Usually when we talk about DevOps, there's an emphasis on development and operational activities. Often, a key focus is neglected: how we inject security into the DevOps context.
If we examine the confluence of events leading to the current issues we face around security and DevOps, two broad factors become clear. For one, security has been left behind in the DevOps discussion, as traditional (useful) security controls haven't fully migrated into the DevOps workflow. Secondly, for those teams that embed security into DevOps, the security mindset gets in the way of rapid release cycles. This leads to hasty or missed security reviews.
These two broad factors illuminate various issues:
- A communication deficiency across teams
- A set of anti-patterns at the program level
- A focus on incorrect security metrics
- A lack of audit and control points
- Vulnerabilities within the deployment pipeline
Lest we think these issues are only for technology companies, it cuts across a number of different industries. The telco industry has to deal with Distributed Denial of Service (DDoS) attacks, the medical industry is concerned about medical record distribution, and the transportation industry worries about logistics security - just to name a few.
It doesn’t stop there. It affects several roles within organizations, not just development and operations. Project managers justify technical debt and poor security practices to accommodate a quick release; quality assurance can’t clearly deem the software’s security as bug free; customers don't know what to ask for regarding security; developers find current best practices to be insufficient; and operations teams are struggling to make sense of large data sets.
The industry has placed great emphasis on automation. Not surprising given the historic context around DevOps. There are an abundance of practices and tools out there around developing, testing, deploying through automation. The challenge arises when the focus shifts to security, compliance and risk, as we find stormy collaboration between developers, operations teams, security teams, risk teams, and compliance teams.
Drivers of application security
When we asked large organizations what the drivers of application security were, they told us that general risk management and compliance requirements were the top two.

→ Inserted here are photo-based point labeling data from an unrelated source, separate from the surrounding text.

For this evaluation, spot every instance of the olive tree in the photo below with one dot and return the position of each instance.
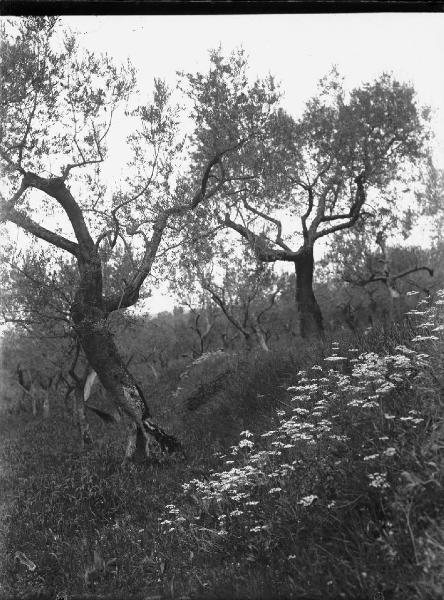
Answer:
(57, 108)
(304, 179)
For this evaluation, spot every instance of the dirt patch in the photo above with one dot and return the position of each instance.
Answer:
(7, 492)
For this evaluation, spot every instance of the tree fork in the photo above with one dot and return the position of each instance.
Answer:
(310, 315)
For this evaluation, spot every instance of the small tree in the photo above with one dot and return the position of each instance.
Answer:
(321, 171)
(57, 109)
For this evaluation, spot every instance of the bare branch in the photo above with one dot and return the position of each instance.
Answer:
(23, 221)
(278, 241)
(352, 216)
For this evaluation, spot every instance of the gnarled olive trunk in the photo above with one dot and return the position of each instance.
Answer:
(146, 439)
(310, 316)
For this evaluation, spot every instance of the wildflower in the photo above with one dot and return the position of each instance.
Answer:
(390, 451)
(307, 500)
(268, 434)
(378, 480)
(371, 457)
(246, 444)
(256, 529)
(246, 433)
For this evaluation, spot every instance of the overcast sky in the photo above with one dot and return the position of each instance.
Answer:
(297, 49)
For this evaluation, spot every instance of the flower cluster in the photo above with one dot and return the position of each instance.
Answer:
(350, 408)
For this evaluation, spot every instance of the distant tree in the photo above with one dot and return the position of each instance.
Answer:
(431, 200)
(378, 275)
(56, 111)
(323, 170)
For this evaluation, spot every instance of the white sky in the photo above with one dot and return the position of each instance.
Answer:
(297, 49)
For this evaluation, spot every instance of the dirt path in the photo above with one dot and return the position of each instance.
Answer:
(7, 481)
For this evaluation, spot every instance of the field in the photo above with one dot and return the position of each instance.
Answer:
(307, 476)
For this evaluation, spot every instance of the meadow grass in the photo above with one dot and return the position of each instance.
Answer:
(314, 474)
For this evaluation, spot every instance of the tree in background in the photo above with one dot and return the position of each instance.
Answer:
(303, 180)
(57, 109)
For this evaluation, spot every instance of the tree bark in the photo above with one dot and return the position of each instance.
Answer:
(80, 416)
(147, 440)
(310, 316)
(46, 404)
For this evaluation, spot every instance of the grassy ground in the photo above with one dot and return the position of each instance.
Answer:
(333, 489)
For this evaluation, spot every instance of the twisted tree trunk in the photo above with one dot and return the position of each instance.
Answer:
(310, 315)
(146, 439)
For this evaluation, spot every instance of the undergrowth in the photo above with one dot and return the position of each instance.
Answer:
(317, 475)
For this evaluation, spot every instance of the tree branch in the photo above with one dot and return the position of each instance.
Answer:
(352, 215)
(24, 222)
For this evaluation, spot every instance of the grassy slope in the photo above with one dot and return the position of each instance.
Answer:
(92, 527)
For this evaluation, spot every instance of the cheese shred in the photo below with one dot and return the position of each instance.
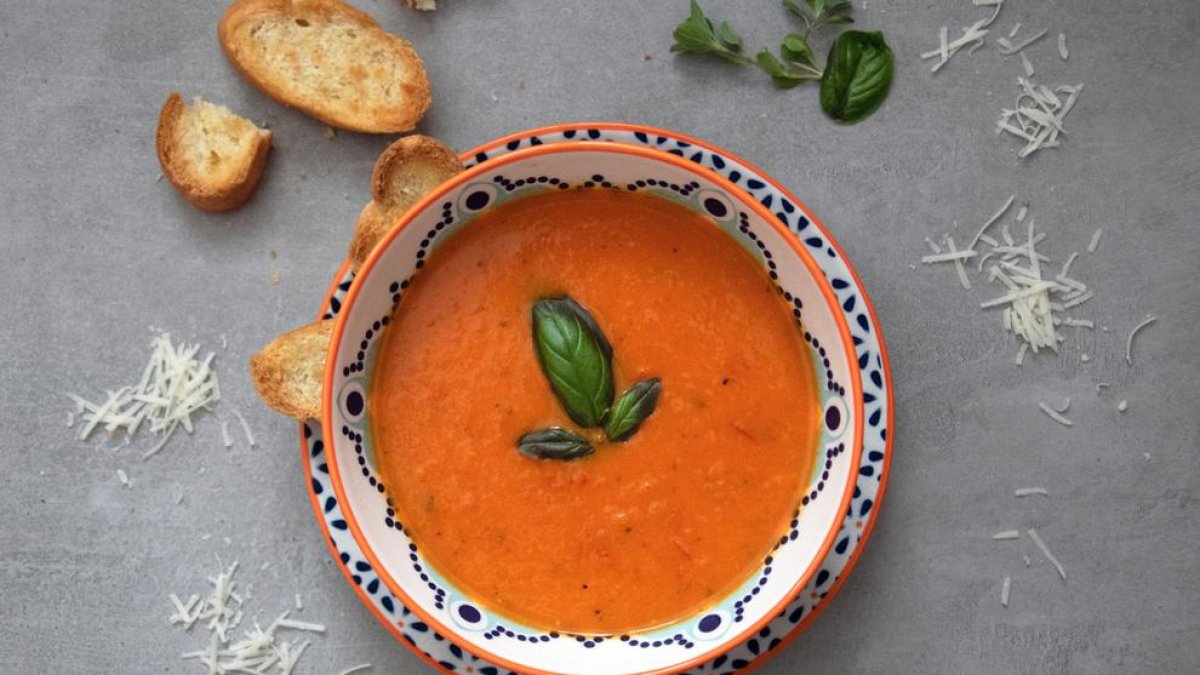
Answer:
(1134, 333)
(1030, 491)
(1045, 551)
(1055, 414)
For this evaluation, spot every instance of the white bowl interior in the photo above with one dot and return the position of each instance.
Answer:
(399, 561)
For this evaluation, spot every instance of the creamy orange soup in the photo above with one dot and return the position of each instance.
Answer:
(639, 533)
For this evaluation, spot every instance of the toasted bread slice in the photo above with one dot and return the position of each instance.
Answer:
(213, 156)
(407, 171)
(329, 60)
(289, 372)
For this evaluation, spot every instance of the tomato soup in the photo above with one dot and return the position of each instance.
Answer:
(639, 533)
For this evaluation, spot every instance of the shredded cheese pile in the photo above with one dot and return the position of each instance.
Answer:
(221, 611)
(1038, 114)
(1035, 297)
(174, 386)
(972, 36)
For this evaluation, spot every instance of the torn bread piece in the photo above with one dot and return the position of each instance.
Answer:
(211, 156)
(405, 173)
(329, 60)
(289, 372)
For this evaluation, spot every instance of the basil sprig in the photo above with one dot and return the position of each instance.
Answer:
(576, 359)
(857, 75)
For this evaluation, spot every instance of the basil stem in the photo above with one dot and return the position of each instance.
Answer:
(633, 408)
(576, 358)
(555, 443)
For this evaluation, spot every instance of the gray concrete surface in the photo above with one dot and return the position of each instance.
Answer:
(95, 251)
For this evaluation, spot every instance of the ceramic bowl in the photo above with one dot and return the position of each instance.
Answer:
(399, 562)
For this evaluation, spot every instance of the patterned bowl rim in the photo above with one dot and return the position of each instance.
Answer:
(736, 193)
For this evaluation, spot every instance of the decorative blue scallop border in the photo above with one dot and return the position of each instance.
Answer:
(876, 404)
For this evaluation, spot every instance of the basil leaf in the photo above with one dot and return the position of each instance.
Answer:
(857, 76)
(696, 35)
(576, 358)
(633, 408)
(780, 75)
(796, 48)
(555, 443)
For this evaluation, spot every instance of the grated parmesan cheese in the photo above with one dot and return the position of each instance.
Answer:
(1038, 115)
(1045, 551)
(1132, 334)
(972, 36)
(174, 386)
(258, 650)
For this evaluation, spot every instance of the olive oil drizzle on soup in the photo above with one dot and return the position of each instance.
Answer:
(639, 533)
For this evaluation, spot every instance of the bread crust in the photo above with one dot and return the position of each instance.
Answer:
(403, 117)
(289, 372)
(401, 178)
(213, 197)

If we take a look at the current body of knowledge around best practices for secure DevOps, we barely hear about risk and compliance. Here’s what our research shows:
We know that application security ranks very high on the list of priorities for organizations in 2018, so we need to figure out a way to help bridge this collaboration gap between the development teams, operations teams, risk teams, and compliance teams if we are to truly develop secure software.
At a recent SecureCISO conference, we asked who is responsible for triggering discussions on functional and nonfunctional security requirements. Responses were split between IT and security as being responsible. Very few indicated that compliance and risk should also be in the picture.
We are isolating ourselves and ineffectively collaborating across the various teams.
If we take a look at security, development, and operations teams, the highest levels of collaboration exist between the latter two. This is not surprising, because DevOps has been with us for some time. The collaboration between development and security teams is minimal, and collaborations between the operations and security teams still have room to improve. The challenges between development and security teams are really around skills, regulations, and cultural issues. The challenges between operations and security teams, include the vast quantity of data, and the difficulty in effectively using analytics to produce actionable information from SecOps data.
There is a common misunderstanding that development teams understand security. Not all development teams are equal; some have a basic awareness of security that others lack.
Unfortunately, a business often assumes that development teams will ask security questions based on business-functional requirements, but this is not the case across the board.
Continuous Security Compliance
Fundamentally, we have to look at three different groups from a business-architecture perspective: technical teams (comprising of development and operations), compliance teams, and security teams. Security teams are responsible for App Sec and Op Sec, vendor risk, and awareness and training. Our risk and compliance teams focus on policy creation, policy management, compliance, and auditing.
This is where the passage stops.